本当は美人な彼女がいた彼。可愛いなんて微塵も思われていなかった私。
⚠この純猥談は浮気表現を含みます。
ロマンスとは無縁だった。

目立つ容姿を持ち、周りからもてはやされる姉や妹と正反対だった私。
家族やクラスメイトからの心ない言葉は、少しずつ私の心に降り積もっていった。

高校生の頃、向かいから歩いてきた3人組の男子高校生に指を差されながら似ていると言われたのは、当時見た目をいじられることで笑いをとっていた男性芸人だった。

その頃にはすでに一人で生きていく覚悟をしていた私は、
勉強だけに打ち込んでそれなりに高収入が見込めそうな進路に進んだ。


20歳の大学生になった私は友人が勤めていたバーが気に入り、その日も一人でカクテルを飲んでいた。
友人は非番だったその日に、客として来ていたあの人に出会った。

誰とでも仲良くなれそうなほど社交性の高い、年上の彼。
初対面で話し下手の私ともすぐに打ち解けた。

「いずみちゃん、めっちゃ可愛いなあ」と言いながら、彼はクシャっと笑った。
生まれて初めて可愛いと言われた。

姉や妹が毎日のように言われていた言葉、
言われ慣れすぎてもううんざりというような顔を隣で見ていた私。

こんなに嬉しいんだ。
可愛い、そう言われた。
その言葉を疑えるものを私は何も持っていなかった。

その一言を私は鵜呑みにした。

経験がなかった私は、知ったかぶりをしながら抱かれた。
一生縁のないことだと思っていたから、最中は本当に信じられない気持ちでいっぱいだったし、これが幸せなんだと本気で思った。

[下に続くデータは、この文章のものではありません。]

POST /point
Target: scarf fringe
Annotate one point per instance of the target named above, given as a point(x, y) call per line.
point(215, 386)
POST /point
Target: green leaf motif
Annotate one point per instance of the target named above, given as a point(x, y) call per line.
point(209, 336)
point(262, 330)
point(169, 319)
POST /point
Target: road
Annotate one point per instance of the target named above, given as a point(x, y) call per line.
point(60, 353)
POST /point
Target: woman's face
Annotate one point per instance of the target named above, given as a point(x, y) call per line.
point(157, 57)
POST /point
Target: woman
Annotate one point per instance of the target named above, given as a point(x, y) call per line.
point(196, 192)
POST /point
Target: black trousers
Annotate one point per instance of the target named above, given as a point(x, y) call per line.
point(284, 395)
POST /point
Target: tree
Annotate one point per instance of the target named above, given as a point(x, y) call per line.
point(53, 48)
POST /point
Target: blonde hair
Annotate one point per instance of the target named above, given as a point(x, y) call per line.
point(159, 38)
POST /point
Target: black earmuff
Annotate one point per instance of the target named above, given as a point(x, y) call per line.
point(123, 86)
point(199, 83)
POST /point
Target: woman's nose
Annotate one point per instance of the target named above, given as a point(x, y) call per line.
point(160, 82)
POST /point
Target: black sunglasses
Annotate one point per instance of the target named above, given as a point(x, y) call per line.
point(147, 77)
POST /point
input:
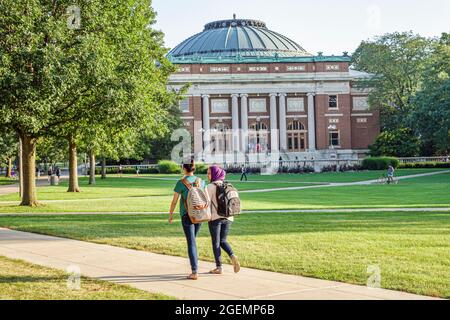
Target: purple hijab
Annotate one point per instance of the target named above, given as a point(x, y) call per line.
point(217, 173)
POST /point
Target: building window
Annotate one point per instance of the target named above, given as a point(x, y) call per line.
point(295, 105)
point(360, 103)
point(220, 106)
point(184, 105)
point(184, 69)
point(296, 137)
point(295, 68)
point(334, 138)
point(332, 67)
point(219, 69)
point(258, 105)
point(221, 138)
point(257, 69)
point(258, 138)
point(332, 102)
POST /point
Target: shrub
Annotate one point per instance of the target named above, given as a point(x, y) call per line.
point(169, 167)
point(381, 163)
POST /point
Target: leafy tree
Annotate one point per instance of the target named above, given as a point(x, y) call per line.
point(431, 114)
point(57, 81)
point(396, 61)
point(8, 149)
point(399, 143)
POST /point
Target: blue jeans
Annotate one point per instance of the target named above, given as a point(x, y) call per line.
point(219, 232)
point(190, 231)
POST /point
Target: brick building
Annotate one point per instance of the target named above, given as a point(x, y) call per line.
point(253, 91)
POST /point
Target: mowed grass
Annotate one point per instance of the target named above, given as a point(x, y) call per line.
point(20, 280)
point(412, 249)
point(151, 194)
point(6, 181)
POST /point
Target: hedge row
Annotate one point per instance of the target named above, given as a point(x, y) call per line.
point(381, 163)
point(424, 165)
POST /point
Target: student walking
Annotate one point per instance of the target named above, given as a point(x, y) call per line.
point(243, 173)
point(190, 229)
point(219, 226)
point(390, 174)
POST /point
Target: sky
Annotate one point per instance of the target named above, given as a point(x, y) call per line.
point(331, 27)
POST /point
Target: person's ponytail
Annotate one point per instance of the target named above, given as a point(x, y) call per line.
point(190, 167)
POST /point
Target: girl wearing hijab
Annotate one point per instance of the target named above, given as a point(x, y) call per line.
point(219, 226)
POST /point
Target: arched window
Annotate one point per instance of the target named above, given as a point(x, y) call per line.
point(296, 137)
point(258, 126)
point(258, 137)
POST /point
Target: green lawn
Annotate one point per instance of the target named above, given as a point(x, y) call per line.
point(4, 181)
point(148, 194)
point(410, 248)
point(20, 280)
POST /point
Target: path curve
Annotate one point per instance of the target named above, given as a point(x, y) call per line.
point(167, 274)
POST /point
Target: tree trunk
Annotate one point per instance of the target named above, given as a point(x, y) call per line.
point(73, 167)
point(9, 169)
point(104, 168)
point(20, 173)
point(92, 167)
point(28, 165)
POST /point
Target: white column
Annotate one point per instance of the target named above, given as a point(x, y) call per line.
point(311, 122)
point(206, 127)
point(244, 122)
point(283, 138)
point(235, 120)
point(273, 123)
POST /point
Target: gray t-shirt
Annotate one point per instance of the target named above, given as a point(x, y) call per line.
point(212, 188)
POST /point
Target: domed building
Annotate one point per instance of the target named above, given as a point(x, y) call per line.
point(254, 91)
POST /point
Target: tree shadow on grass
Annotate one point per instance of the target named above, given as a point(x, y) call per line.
point(28, 279)
point(155, 226)
point(146, 278)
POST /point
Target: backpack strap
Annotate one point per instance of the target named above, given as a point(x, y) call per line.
point(186, 183)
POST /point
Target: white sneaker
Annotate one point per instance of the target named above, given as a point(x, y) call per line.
point(236, 264)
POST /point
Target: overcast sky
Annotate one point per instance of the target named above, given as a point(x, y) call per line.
point(321, 25)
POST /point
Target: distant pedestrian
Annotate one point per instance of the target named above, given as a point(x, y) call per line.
point(49, 173)
point(390, 174)
point(243, 172)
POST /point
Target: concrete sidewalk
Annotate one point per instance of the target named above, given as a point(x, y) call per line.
point(166, 274)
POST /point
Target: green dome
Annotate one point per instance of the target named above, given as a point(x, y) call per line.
point(236, 39)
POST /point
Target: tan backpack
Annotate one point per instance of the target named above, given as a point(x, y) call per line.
point(197, 202)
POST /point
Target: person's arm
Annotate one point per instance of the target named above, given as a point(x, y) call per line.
point(173, 205)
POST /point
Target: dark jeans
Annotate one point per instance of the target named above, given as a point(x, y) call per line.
point(219, 232)
point(190, 231)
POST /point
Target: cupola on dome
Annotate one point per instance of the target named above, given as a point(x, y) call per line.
point(237, 39)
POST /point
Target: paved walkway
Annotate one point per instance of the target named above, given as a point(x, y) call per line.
point(166, 274)
point(435, 209)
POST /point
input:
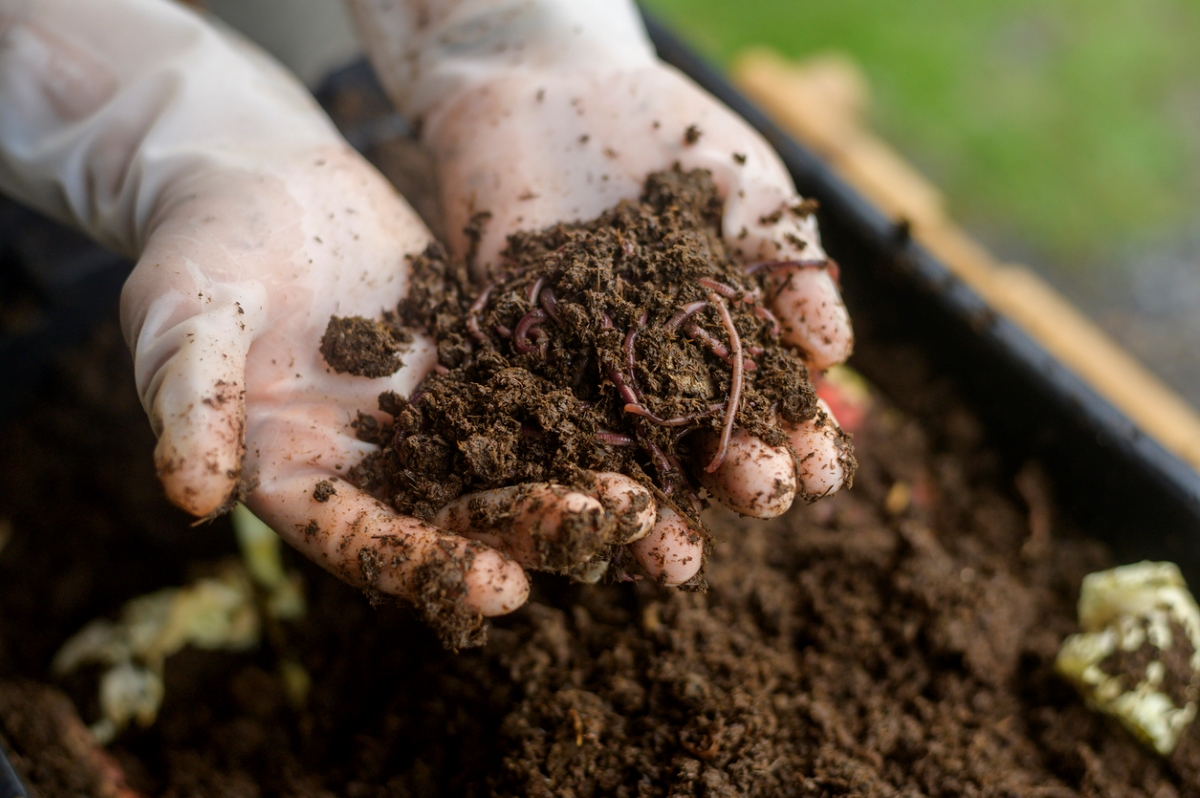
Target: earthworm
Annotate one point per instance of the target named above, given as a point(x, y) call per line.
point(660, 461)
point(477, 307)
point(550, 303)
point(763, 313)
point(625, 391)
point(629, 348)
point(727, 292)
point(678, 421)
point(714, 346)
point(615, 439)
point(527, 323)
point(731, 409)
point(535, 288)
point(683, 315)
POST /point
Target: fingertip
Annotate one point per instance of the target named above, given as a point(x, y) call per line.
point(672, 552)
point(755, 479)
point(199, 483)
point(823, 460)
point(811, 315)
point(496, 585)
point(629, 503)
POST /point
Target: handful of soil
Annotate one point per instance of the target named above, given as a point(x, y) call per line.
point(610, 346)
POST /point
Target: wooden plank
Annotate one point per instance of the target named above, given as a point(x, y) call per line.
point(822, 101)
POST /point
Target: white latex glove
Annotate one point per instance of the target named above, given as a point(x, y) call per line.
point(252, 223)
point(547, 111)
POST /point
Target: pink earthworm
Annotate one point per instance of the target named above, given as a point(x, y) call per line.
point(477, 307)
point(731, 409)
point(527, 324)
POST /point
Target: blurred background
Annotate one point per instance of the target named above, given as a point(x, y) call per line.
point(1063, 133)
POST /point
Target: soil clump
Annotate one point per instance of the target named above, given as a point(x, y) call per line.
point(600, 346)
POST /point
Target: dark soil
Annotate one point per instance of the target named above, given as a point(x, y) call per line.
point(855, 647)
point(601, 346)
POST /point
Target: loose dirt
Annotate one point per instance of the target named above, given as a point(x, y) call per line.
point(859, 646)
point(603, 346)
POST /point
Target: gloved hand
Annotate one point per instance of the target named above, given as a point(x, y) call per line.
point(549, 111)
point(252, 223)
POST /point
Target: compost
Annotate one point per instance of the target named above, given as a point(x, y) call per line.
point(598, 346)
point(883, 641)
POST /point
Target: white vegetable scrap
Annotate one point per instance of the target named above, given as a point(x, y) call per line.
point(1138, 658)
point(213, 613)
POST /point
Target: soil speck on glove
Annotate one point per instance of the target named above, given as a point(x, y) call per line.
point(361, 347)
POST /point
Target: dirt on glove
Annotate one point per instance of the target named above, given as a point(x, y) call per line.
point(600, 346)
point(867, 645)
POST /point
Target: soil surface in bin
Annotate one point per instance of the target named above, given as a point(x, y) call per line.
point(895, 639)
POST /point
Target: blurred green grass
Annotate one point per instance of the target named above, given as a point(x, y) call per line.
point(1072, 126)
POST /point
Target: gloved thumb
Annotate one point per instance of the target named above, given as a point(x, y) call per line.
point(190, 323)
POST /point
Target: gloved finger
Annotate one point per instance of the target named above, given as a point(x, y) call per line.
point(823, 459)
point(754, 479)
point(811, 316)
point(541, 526)
point(366, 544)
point(673, 552)
point(630, 505)
point(297, 456)
point(190, 359)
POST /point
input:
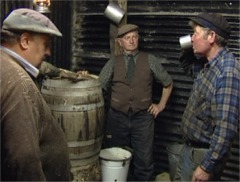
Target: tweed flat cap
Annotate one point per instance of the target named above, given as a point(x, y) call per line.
point(215, 22)
point(24, 19)
point(126, 28)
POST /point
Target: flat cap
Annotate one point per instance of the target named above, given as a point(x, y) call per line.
point(215, 22)
point(24, 19)
point(126, 28)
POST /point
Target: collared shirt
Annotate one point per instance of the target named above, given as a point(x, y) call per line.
point(24, 63)
point(159, 72)
point(212, 112)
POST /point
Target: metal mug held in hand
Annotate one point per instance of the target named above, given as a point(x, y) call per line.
point(186, 42)
point(114, 13)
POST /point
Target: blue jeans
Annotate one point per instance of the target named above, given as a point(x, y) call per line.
point(134, 130)
point(189, 159)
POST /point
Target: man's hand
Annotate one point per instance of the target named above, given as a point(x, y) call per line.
point(201, 175)
point(155, 109)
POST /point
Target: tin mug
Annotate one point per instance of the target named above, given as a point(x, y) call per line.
point(114, 13)
point(186, 42)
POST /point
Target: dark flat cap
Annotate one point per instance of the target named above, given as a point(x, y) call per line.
point(24, 19)
point(215, 22)
point(126, 28)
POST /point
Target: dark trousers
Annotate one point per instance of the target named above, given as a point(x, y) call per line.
point(134, 130)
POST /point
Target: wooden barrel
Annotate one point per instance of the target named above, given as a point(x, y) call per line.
point(79, 109)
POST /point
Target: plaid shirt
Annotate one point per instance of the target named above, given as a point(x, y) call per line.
point(212, 112)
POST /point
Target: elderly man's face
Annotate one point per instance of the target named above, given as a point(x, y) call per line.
point(201, 41)
point(37, 47)
point(129, 42)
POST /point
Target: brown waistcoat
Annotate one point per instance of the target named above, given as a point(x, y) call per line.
point(137, 94)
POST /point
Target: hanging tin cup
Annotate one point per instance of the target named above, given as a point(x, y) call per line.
point(114, 13)
point(185, 42)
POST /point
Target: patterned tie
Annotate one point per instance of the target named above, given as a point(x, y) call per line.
point(131, 67)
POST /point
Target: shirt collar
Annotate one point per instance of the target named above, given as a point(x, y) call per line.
point(216, 58)
point(133, 53)
point(28, 67)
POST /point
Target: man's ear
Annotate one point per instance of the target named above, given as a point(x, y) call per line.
point(24, 40)
point(212, 36)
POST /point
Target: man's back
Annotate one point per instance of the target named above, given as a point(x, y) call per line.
point(33, 146)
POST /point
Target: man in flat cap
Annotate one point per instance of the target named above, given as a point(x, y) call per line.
point(130, 121)
point(211, 118)
point(33, 146)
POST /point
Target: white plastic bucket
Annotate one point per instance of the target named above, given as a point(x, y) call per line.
point(114, 164)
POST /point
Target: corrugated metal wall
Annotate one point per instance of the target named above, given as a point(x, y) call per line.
point(86, 45)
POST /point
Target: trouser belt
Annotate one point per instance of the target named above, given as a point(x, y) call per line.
point(195, 144)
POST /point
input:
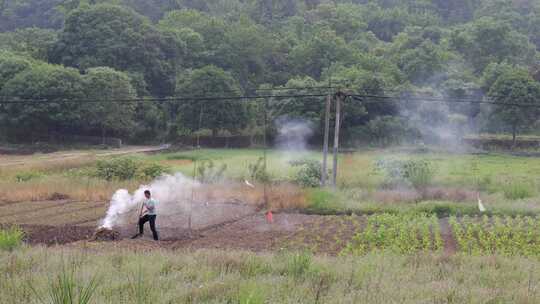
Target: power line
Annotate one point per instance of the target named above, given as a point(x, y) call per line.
point(358, 97)
point(392, 99)
point(163, 99)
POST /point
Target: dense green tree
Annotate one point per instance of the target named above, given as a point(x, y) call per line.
point(11, 65)
point(488, 40)
point(51, 93)
point(33, 42)
point(515, 87)
point(16, 14)
point(316, 54)
point(216, 115)
point(114, 36)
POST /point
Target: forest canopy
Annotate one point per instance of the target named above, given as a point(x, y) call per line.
point(154, 49)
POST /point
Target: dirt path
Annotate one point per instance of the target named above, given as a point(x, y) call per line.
point(15, 160)
point(450, 244)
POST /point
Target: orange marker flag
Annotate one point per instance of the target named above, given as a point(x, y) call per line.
point(269, 217)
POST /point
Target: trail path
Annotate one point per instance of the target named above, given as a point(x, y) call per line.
point(15, 160)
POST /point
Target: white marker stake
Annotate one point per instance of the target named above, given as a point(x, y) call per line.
point(480, 205)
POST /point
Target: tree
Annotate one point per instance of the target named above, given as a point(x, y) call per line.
point(488, 40)
point(515, 87)
point(32, 42)
point(11, 65)
point(118, 37)
point(106, 86)
point(318, 52)
point(216, 115)
point(51, 93)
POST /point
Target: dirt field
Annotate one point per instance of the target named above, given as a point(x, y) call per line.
point(221, 226)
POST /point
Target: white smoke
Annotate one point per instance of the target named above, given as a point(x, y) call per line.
point(172, 191)
point(293, 134)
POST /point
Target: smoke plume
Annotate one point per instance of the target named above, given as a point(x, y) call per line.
point(293, 134)
point(172, 191)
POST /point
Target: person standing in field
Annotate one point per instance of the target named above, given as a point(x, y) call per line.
point(149, 210)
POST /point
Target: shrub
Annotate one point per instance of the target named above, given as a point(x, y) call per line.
point(117, 168)
point(27, 176)
point(152, 171)
point(517, 190)
point(417, 173)
point(11, 238)
point(298, 264)
point(208, 172)
point(64, 289)
point(258, 172)
point(250, 293)
point(309, 174)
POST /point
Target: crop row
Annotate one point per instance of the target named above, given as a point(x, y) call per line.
point(502, 235)
point(398, 233)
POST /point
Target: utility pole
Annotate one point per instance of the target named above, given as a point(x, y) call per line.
point(338, 97)
point(324, 169)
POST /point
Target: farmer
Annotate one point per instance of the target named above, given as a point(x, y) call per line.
point(148, 214)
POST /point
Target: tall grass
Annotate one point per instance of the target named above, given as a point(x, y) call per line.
point(516, 190)
point(11, 238)
point(215, 277)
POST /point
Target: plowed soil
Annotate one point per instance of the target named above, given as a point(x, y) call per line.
point(221, 226)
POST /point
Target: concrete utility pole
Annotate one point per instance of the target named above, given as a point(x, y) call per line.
point(338, 98)
point(324, 170)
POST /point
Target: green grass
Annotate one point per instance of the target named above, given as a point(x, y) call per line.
point(509, 184)
point(222, 277)
point(11, 238)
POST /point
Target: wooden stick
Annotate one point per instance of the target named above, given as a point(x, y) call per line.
point(325, 143)
point(336, 140)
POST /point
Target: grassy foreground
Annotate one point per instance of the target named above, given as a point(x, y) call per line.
point(124, 276)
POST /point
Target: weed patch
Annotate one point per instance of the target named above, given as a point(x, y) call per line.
point(11, 238)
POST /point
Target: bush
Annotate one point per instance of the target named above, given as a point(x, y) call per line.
point(517, 190)
point(309, 174)
point(117, 168)
point(152, 171)
point(298, 264)
point(27, 176)
point(11, 238)
point(257, 171)
point(64, 289)
point(416, 173)
point(251, 293)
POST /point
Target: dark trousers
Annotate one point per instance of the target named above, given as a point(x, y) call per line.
point(152, 220)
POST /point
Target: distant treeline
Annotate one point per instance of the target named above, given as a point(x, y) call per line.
point(53, 51)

それから私たちは、月に何度かのペースで会うようになった。
会う時は必ず身体を求められたけど、そういうものだと思っていた。
会える時間が短くても、そういうものだと思っていた。

行為の最中は、顔を枕で隠しながら彼の顔を盗み見た。
彼の顔は見たかったけれど、私はやっぱり自分の容姿に自信がなかったから、ひどい顔を見せてはいけないと思って、いつも顔を隠していた。

最中に彼と目が合ったことは一度もなかった。

そんな関係が続いて数ヶ月後、再び一人でバーに行った。
あの人とのことを友人に話すと、彼女は眉をしかめた。

「あの人、彼女いるよ」

見せてもらった画面に写っていたのは、スタイルが抜群で誰が見ても美人と言えるような顔立ちをした女性だった。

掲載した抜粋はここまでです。